Christopher Lippert
- Born: March 31, 1963 (age 63) California, U.S.
- Occupation(s): Rugby player, coach

Rugby union career
- Position: Prop

Senior career
- Years: Team / Apps / (Points)
- Barbarian F.C. / 3
- 1989–1996: OMBAC

International career
- Years: Team / Apps / (Points)
- 1989–1998: United States / 38 / (0)

= Christopher Lippert =

US international rugby union player

Christopher Lippert (known as Chris Lippert; born March 31, 1963) is an American retired rugby union player who played at prop for the United States national rugby union team and the Barbarian F.C.

== Early life and career ==
Lippert was born in San Diego, California, U.S., on March 31, 1963.
Lippert debuted for the United States national rugby union team on September 23, 1989.
He made a total of 38 test appearances for the USA Eagles, including the 1991 Rugby World Cup, and captained the team in the 1996 Pan-American Championship.
Lippert played 3 matches for the Barbarian F.C. He was an All-American and won a National Championship with San Diego State University in 1987. He also won five national titles from 1989 to 1996 while playing as a front-row stalwart for the Old Mission Beach Athletic Club.
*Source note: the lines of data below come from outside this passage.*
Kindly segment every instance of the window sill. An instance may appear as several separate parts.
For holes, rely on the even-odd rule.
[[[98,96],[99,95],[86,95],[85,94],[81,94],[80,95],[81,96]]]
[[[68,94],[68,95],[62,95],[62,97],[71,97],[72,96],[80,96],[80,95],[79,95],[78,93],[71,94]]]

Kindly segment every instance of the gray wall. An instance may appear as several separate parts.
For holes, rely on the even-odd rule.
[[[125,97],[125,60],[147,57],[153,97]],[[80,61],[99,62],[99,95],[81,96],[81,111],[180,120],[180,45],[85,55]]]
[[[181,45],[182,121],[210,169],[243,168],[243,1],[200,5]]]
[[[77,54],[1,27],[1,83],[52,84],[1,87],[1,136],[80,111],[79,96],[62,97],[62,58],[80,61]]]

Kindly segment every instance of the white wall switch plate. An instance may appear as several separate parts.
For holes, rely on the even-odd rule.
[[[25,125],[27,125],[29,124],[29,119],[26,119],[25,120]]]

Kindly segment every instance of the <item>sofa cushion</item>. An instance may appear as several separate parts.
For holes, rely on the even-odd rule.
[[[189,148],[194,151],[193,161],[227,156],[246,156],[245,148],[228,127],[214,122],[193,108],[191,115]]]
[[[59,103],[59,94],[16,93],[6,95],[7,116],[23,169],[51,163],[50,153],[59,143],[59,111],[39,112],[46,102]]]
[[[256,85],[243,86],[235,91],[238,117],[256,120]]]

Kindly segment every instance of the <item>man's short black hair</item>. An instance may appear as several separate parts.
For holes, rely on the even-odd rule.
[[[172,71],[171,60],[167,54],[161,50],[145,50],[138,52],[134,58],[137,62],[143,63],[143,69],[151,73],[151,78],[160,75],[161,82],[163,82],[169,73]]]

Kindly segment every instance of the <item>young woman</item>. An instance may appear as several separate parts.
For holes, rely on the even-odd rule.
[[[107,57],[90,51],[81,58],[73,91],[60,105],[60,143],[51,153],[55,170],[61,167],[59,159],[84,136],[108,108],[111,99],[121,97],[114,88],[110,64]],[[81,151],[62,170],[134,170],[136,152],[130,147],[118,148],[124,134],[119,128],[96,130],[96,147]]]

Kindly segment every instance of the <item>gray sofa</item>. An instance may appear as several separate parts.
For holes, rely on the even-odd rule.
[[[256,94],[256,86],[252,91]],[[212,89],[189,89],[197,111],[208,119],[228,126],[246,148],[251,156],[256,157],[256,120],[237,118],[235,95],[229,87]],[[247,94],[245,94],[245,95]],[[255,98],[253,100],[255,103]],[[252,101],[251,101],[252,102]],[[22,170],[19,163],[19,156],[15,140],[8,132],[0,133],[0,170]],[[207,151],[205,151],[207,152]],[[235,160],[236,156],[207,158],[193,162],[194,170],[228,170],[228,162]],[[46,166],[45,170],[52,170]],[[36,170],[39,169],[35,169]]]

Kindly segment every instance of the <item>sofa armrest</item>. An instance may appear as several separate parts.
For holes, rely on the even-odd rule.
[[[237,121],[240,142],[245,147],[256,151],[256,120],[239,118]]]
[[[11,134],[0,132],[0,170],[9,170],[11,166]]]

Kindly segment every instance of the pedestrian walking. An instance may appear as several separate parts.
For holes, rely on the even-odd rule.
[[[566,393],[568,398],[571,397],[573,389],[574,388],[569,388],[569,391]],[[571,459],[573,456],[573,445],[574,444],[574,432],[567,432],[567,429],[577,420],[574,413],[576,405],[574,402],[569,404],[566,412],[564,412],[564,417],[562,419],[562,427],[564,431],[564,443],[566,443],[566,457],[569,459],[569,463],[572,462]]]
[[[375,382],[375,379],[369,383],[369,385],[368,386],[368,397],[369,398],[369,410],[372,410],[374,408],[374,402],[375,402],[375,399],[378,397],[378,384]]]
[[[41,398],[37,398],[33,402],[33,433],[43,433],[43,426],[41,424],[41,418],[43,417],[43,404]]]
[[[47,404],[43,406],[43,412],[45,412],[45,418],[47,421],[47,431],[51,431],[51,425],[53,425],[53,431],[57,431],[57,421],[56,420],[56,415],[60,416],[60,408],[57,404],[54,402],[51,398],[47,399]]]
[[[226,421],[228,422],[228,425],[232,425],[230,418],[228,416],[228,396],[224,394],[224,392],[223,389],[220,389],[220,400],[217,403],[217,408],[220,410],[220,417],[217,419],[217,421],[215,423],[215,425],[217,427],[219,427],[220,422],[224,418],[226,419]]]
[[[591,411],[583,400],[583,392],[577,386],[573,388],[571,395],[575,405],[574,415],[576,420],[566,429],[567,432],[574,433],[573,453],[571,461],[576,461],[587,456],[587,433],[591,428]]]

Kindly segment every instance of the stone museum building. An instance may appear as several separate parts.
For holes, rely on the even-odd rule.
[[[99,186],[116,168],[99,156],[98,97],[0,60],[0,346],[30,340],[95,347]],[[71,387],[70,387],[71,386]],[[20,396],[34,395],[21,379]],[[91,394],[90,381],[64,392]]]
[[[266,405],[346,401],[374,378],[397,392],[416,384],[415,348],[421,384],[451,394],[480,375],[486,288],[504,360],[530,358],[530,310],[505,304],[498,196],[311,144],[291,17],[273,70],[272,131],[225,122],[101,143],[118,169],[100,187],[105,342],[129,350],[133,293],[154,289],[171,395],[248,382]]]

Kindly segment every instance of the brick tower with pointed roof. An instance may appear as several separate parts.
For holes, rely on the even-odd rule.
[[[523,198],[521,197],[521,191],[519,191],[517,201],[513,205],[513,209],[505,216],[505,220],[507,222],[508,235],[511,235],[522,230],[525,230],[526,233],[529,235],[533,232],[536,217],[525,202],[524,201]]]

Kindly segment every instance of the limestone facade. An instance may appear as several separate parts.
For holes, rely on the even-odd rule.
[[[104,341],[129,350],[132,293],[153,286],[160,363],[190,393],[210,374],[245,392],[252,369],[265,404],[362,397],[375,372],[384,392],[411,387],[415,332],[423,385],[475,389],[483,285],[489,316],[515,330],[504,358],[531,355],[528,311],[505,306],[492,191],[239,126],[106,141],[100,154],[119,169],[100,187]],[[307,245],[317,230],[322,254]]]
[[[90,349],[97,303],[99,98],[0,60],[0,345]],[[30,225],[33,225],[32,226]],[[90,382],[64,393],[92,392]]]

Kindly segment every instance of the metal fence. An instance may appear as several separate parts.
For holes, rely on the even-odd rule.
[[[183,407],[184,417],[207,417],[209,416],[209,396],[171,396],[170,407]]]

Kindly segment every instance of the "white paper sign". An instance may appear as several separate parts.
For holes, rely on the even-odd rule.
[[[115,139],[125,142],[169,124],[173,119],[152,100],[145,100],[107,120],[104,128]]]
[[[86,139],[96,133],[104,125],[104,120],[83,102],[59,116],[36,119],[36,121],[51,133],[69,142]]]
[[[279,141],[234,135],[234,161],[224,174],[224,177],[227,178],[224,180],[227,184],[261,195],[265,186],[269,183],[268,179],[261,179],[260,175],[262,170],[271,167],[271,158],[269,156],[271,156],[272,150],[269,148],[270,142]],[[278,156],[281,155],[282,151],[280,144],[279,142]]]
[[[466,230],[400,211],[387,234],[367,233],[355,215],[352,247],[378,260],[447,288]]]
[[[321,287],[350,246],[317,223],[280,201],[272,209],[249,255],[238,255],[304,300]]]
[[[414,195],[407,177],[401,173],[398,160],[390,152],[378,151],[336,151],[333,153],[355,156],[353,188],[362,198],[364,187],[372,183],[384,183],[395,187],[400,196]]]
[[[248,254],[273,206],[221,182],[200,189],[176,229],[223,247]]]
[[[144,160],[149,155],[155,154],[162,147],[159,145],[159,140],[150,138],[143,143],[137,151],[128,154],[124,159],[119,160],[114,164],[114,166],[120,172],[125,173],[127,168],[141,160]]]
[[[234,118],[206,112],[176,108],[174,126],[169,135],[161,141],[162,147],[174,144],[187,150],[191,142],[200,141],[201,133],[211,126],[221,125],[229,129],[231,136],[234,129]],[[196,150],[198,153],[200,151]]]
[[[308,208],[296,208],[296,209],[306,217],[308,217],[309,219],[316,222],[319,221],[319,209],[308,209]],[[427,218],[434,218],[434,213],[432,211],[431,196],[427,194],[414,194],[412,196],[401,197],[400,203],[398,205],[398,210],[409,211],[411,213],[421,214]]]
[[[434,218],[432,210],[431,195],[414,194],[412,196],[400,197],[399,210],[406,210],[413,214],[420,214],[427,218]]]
Lippert was the first USA player to surpass 36 caps and his 38 caps was a national record when he retired in 1998.

== Coaching career ==
After retiring from professional rugby, Lippert served as the Manager for the United States national rugby sevens team and for the USA Eagles 15's, including the 2003 Rugby World Cup.

== Awards ==
Lippert was inducted into the U.S. Rugby Hall of Fame in 2020.